Methods: This 13-year prospective cohort study was conducted among 815 older adults (395 male and 420 female) aged 70-years or over (mean age ± standard deviation: 75.1 ± 4.5-years). Bilateral MOF in the intercuspal position was recorded with horseshoe-shaped pressure-sensitive film. Participants were grouped by gender into tertiles according to MOF. Demographic variables, chronicity, comorbidity, physical status, cognitive and psychological status, social functioning, and blood chemistry data were also assessed. Information regarding all-cause mortality and migration was obtained from the Sendai Municipal Authority. Cox proportional hazard modeling was performed to assess all-cause mortality during the follow-up period.

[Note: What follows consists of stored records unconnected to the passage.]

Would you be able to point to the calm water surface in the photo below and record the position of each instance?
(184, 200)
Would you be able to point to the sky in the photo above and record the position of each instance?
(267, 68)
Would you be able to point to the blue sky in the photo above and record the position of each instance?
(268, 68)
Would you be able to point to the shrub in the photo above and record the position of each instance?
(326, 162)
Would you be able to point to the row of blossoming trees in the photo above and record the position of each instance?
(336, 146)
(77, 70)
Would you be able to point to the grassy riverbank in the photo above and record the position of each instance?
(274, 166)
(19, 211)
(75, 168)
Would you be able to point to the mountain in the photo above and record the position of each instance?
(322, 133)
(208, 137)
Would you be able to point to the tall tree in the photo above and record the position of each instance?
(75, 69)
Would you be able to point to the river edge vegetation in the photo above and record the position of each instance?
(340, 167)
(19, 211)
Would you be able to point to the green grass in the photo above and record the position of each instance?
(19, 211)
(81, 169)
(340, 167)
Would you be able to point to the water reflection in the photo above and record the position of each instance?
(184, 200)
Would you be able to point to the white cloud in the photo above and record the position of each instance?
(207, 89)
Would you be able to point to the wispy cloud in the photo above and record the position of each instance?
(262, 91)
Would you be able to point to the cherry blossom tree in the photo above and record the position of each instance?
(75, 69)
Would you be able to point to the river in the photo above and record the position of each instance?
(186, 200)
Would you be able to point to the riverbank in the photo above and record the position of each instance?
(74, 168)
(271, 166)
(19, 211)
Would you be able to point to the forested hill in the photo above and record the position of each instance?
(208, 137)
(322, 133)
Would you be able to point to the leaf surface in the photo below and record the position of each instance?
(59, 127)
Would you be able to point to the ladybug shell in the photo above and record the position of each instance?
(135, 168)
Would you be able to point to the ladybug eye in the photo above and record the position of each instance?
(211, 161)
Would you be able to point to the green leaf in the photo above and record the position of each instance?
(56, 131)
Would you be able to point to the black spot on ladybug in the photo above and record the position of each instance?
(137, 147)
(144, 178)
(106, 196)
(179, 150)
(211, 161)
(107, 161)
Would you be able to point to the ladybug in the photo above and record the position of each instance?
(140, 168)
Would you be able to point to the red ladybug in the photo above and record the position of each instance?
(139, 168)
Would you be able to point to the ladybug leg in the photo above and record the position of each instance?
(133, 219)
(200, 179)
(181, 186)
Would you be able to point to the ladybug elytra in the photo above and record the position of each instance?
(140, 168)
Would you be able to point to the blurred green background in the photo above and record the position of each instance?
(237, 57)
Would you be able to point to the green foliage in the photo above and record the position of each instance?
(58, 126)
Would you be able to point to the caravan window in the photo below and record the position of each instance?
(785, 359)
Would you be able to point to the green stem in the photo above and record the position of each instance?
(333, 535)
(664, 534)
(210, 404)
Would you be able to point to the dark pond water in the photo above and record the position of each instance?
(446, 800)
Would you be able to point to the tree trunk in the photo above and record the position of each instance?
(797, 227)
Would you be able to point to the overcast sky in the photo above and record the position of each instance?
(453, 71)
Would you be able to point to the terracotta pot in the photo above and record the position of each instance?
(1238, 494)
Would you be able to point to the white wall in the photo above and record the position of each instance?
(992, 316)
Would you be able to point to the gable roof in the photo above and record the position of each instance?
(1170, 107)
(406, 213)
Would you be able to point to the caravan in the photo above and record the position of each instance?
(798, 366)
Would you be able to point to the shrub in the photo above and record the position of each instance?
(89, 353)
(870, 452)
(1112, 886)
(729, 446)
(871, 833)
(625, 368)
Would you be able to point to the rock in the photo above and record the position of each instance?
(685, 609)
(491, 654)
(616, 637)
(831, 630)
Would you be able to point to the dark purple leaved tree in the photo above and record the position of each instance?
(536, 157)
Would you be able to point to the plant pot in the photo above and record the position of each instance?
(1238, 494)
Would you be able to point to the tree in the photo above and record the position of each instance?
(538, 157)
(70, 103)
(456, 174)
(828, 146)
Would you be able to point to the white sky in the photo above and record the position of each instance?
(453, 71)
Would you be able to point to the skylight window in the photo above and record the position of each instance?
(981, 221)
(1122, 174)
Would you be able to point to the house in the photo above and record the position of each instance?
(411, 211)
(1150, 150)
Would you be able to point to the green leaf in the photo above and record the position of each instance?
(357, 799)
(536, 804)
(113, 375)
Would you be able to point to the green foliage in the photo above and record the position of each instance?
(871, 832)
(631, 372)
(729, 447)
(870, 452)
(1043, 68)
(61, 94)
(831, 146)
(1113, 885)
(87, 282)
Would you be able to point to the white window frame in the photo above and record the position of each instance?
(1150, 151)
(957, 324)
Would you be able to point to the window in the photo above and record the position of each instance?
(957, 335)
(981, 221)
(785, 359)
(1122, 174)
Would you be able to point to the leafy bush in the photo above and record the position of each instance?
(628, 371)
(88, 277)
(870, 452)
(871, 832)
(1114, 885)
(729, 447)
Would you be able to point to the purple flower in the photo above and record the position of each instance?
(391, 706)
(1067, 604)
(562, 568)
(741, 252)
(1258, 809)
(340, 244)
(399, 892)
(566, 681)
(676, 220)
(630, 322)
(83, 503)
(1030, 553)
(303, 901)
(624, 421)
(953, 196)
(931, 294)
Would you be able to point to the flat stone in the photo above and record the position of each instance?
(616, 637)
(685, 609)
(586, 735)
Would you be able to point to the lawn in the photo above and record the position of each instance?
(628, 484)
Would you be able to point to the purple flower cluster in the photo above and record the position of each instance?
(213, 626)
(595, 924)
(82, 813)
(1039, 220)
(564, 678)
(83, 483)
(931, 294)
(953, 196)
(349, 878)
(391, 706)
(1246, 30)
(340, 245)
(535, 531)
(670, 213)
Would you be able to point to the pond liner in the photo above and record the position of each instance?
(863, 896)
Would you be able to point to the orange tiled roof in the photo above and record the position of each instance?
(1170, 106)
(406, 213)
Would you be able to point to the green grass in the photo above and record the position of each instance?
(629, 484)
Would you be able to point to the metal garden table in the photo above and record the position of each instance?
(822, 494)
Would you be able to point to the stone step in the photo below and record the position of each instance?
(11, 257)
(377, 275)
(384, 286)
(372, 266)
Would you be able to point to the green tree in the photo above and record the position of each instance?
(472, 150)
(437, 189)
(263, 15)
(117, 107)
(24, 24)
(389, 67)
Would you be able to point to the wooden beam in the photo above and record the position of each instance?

Results: In total, 159 male and 109 female participants died over a median 12.9-year follow-up period, and the cumulative mortality significantly increased with lower MOF in both males and females. The multivariate Cox proportional hazard model demonstrated a significant increase in the risk of all-cause mortality associated with lower tertiles of MOF, relative to the upper tertile in males (hazard ratio: 1.62; 95% confidence interval: 1.05-2.51) and females (hazard ratio: 1.94; 95% confidence interval: 1.10-3.56).
Conclusions: There was a significant and independent association of bilateral MOF with all-cause mortality in community-dwelling elderly males and females in Japan. These findings suggested that maintenance of oral functioning contributes to general health.